Iran: Drone AS yang Dijatuhkan, 4 Mil di Dalam Wilayah Iran

Drone RQ-4 Global Hawk. (@U.S. Air Force photo by Bobbi Zapka via commons.wikimedia.org)

Jakartagreater.com – Kepala Organisasi Geografis Angkatan Bersenjata Iran mengatakan, drone mata-mata AS yang dijatuhkan oleh Korps Pengawal Revolusi Iran (IRGC) ditemukan empat mil (sekitar 7 kilometer) di dalam perairan teritorial negara itu setelah ditembak jatuh, dirilis Tasnimnews.com, 26/6/2019.

“Setelah penembakan drone, tindakan awal diambil dan lokasinya diidentifikasi,” kata Brigadir Jenderal Majid Fakhri pada hari Selasa.

“Drone itu pasti di perairan Iran karena laporan menunjukkan bahwa itu empat mil atau lebih dari tujuh kilometer di dalam perairan teritorial Iran,” tambahnya.

IRGC mengatakan pada hari Kamis bahwa pesawat mata-mata AS yang melanggar wilayah udara teritorial Iran pada dini hari ditembak jatuh oleh unit pertahanan udara Pasukan Dirgantara IRGC di dekat wilayah Kooh-e-Mobarak di provinsi selatan Hormozgan.

Drone yang mengganggu itu dilaporkan ditembak oleh sistem rudal pertahanan udara Iran “Khordad-3”.

Dalam komentar yang dibuat beberapa jam setelah insiden itu, Komandan IRGC Mayor Jenderal Hossein Salami mengatakan penembakan pesawat AS memiliki pesan langsung bahwa setiap intrusi asing ke wilayah kedaulatan Iran akan menarik tanggapan yang menghancurkan.

“Turunnya pesawat tak berawak AS memiliki pesan yang eksplisit, tegas dan jelas bahwa para pembela perbatasan Iran akan menunjukkan reaksi yang menentukan dan melumpuhkan agresi terhadap wilayah ini oleh alien,” katanya.

“Perbatasan adalah garis merah kita, dan musuh yang melanggar perbatasan ini tidak akan kembali,” sang komandan menggarisbawahi.

Dia juga menjelaskan bahwa Iran tidak mencari perang dengan negara mana pun, tetapi sepenuhnya siap untuk konfrontasi. “Insiden hari ini adalah tanda yang jelas dari pesan yang begitu tepat.”

Jenderal juga mengingatkan musuh bahwa satu-satunya cara bagi mereka untuk tetap aman adalah dengan menghormati integritas teritorial Iran, keamanan nasional dan kepentingan vital.

Sangkalan Pelanggaran Udara

Sebelumnya, Militer Amerika Serikat mengkonfirmasikan bahwa sebuah Rudal Iran menembak jatuh sebuah Drone Angkatan Laut yang beroperasi di Selat Hormuz, ujar juru bicara Komando Sentral AS (CENTCOM) Kapten Angkatan Laut Bill Urban dalam sebuah pernyataan pada hari Kamis, 20-6-2019, dirilis Sputniknews.com.
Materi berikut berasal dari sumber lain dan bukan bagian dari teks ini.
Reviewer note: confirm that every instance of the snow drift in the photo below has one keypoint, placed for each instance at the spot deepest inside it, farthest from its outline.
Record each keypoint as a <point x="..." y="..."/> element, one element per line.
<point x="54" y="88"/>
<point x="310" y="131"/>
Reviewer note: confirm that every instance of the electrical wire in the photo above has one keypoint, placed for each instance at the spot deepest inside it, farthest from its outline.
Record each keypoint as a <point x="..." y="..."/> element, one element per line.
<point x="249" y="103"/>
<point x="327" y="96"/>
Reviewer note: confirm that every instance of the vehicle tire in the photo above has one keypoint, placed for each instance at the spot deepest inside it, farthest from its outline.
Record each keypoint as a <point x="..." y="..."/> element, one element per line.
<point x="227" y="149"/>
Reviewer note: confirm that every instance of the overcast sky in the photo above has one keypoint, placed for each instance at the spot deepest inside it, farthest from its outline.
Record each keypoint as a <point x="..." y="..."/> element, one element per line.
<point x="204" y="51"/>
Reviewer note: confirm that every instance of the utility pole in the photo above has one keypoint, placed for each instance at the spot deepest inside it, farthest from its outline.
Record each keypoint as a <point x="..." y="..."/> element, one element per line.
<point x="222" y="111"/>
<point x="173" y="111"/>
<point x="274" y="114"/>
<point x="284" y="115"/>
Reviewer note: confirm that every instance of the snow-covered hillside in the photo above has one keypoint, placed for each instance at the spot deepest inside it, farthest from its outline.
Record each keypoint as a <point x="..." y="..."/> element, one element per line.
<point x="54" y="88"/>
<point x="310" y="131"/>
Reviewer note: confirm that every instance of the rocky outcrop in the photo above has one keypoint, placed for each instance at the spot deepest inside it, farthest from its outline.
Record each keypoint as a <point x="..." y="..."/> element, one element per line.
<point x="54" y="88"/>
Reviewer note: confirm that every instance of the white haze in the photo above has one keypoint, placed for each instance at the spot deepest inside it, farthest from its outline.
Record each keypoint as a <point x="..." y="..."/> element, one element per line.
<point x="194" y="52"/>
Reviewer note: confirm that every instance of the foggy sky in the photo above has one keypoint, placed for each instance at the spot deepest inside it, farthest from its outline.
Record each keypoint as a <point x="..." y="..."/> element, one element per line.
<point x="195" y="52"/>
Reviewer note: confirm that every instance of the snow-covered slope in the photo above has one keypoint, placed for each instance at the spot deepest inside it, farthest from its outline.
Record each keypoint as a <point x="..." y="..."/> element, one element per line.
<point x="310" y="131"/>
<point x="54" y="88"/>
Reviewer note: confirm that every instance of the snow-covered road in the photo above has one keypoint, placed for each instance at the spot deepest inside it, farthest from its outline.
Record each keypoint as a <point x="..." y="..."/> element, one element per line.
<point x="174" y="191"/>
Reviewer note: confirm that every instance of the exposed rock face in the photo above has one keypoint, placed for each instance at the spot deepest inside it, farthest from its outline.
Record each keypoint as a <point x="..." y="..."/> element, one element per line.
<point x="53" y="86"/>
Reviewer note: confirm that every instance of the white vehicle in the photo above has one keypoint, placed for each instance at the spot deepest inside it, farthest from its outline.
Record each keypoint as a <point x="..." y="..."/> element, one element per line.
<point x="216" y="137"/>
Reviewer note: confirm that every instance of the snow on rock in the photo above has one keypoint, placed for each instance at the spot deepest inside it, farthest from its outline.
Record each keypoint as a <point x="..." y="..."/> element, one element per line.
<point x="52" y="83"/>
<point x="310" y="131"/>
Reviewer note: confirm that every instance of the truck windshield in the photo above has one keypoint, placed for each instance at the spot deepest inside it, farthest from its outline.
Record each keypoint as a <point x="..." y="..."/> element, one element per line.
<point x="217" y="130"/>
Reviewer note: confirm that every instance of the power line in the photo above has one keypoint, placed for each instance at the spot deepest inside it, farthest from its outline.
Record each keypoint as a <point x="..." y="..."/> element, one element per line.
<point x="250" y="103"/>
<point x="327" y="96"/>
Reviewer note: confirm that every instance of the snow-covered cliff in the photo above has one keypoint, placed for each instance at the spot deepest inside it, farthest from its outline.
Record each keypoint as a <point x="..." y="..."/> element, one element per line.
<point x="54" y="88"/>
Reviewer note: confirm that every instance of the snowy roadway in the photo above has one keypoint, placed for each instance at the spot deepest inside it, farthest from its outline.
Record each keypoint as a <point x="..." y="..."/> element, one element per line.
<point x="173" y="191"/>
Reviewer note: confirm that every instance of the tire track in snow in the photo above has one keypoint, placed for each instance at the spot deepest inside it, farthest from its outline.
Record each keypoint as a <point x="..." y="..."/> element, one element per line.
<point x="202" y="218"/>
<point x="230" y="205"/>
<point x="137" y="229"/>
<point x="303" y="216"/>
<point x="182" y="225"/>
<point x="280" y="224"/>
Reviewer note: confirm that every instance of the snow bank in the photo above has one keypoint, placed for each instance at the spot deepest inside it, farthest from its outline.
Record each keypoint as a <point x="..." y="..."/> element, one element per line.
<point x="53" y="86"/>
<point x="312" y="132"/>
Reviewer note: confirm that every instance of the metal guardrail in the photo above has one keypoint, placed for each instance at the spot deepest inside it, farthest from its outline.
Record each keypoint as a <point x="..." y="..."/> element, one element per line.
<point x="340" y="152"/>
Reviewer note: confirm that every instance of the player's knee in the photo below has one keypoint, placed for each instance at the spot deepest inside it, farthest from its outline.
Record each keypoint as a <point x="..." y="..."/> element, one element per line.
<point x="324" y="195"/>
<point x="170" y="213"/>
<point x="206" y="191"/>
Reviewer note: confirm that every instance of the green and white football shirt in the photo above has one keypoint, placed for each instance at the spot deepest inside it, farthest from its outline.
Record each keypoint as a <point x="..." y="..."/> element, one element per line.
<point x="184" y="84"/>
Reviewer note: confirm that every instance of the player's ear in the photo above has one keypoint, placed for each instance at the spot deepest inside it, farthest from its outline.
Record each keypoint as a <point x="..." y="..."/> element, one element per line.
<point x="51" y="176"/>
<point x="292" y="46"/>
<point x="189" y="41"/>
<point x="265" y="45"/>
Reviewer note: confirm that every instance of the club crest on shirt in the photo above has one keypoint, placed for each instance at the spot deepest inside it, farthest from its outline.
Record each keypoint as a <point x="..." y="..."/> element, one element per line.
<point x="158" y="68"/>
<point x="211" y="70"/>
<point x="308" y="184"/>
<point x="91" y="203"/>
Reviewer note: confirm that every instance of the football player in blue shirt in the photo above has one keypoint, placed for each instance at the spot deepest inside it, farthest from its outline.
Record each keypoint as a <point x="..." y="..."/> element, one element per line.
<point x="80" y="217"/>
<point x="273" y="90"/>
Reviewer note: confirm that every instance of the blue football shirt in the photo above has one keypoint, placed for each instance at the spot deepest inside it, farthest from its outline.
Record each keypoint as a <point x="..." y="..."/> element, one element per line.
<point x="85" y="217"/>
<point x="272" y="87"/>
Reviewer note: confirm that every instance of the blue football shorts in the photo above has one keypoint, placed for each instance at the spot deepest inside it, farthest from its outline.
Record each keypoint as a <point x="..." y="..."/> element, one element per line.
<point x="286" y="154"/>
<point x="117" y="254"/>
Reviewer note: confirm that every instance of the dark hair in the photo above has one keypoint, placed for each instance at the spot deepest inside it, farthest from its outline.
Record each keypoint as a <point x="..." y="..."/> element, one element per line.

Menurutnya, drone ditembak jatuh di wilayah udara internasional.

“Komando Pusat AS dapat mengkonfirmasi bahwa pesawat ISR Surveillance Maritim Angkatan Laut AS (Broad Area Maritime Surveillance atau BAMS-D) ISR aircraft atau BAMS-D) ditembak jatuh oleh sistem Rudal darat-ke-udara Iran saat beroperasi di wilayah udara internasional di atas Selat Hormuz pada sekitar 11:35 GMT GMT pada 19 Juni 2019”, kata pernyataan itu.